The Wattle Health Australia Ltd (ASX: WHA) share price continued its meteoric rise on Thursday by climbing a further 25% to an all-time high of $1.30.
This means that the fledgling food and infant formula company's shares have now risen a staggering 242% in just the last six months.
Why did its shares rocket higher today?
Whilst there was no news out of the company to send its shares higher today, investors appear to have been fighting to get hold of its shares due to the infant formula boom.
Much like a2 Milk Company Ltd (Australia) (ASX: A2M), Bubs Australia Ltd (ASX: BUB), and Bellamy's Australia Ltd (ASX: BAL), Wattle Health has its eyes firmly on the lucrative Chinese infant formula market.
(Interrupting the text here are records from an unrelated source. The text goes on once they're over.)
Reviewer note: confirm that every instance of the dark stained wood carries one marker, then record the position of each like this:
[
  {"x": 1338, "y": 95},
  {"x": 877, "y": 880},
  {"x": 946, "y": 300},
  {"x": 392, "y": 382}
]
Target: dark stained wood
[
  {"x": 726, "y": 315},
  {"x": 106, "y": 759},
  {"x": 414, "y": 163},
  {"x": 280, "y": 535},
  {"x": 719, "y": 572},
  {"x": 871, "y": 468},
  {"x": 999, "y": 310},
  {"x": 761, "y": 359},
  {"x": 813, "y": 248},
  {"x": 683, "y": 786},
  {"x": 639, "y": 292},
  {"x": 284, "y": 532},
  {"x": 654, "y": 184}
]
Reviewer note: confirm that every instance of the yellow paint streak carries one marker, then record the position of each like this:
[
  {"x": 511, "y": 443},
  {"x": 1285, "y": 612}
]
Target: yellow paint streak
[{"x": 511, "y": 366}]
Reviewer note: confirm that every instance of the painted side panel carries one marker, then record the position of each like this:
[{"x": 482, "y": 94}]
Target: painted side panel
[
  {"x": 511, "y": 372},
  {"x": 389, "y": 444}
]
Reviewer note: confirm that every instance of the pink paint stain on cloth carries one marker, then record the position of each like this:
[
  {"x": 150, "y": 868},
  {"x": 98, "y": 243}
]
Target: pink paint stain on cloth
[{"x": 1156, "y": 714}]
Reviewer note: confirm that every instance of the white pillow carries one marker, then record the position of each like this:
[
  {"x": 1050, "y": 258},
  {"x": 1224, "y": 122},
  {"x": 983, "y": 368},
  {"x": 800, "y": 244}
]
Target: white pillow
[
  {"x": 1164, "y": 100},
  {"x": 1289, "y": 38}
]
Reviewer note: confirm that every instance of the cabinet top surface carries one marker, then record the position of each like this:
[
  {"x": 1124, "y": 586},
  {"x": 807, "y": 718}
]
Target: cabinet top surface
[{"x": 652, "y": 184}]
But unlike Bubs and Bellamy's, the company looks likely to receive its CFDA approval in the near future, which will allow it to sell its infant formula products in China in January when new laws come into place.
At present a2 Milk is the only local company that has been granted CFDA approval by Chinese regulators.
Wattle Health should soon follow suit thanks to its stake in Victoria-based CNCA accredited infant formula blender, packer, and distributor Blend and Pack. Its application is with regulators and a decision is expected in November.
Should you invest?
Whilst Wattle Health could certainly have a bright future ahead of it if it can carve out a share of this lucrative market, I'll be sitting on the sidelines until I've seen sales data that shows this to be the case.
I would recommend fellow investors do the same. After all, the infant formula shares are starting to enter bubble territory in my opinion. While some may well succeed, not all of them are guaranteed to do so.
So when the bubble bursts, hard-earned money could be lost with it.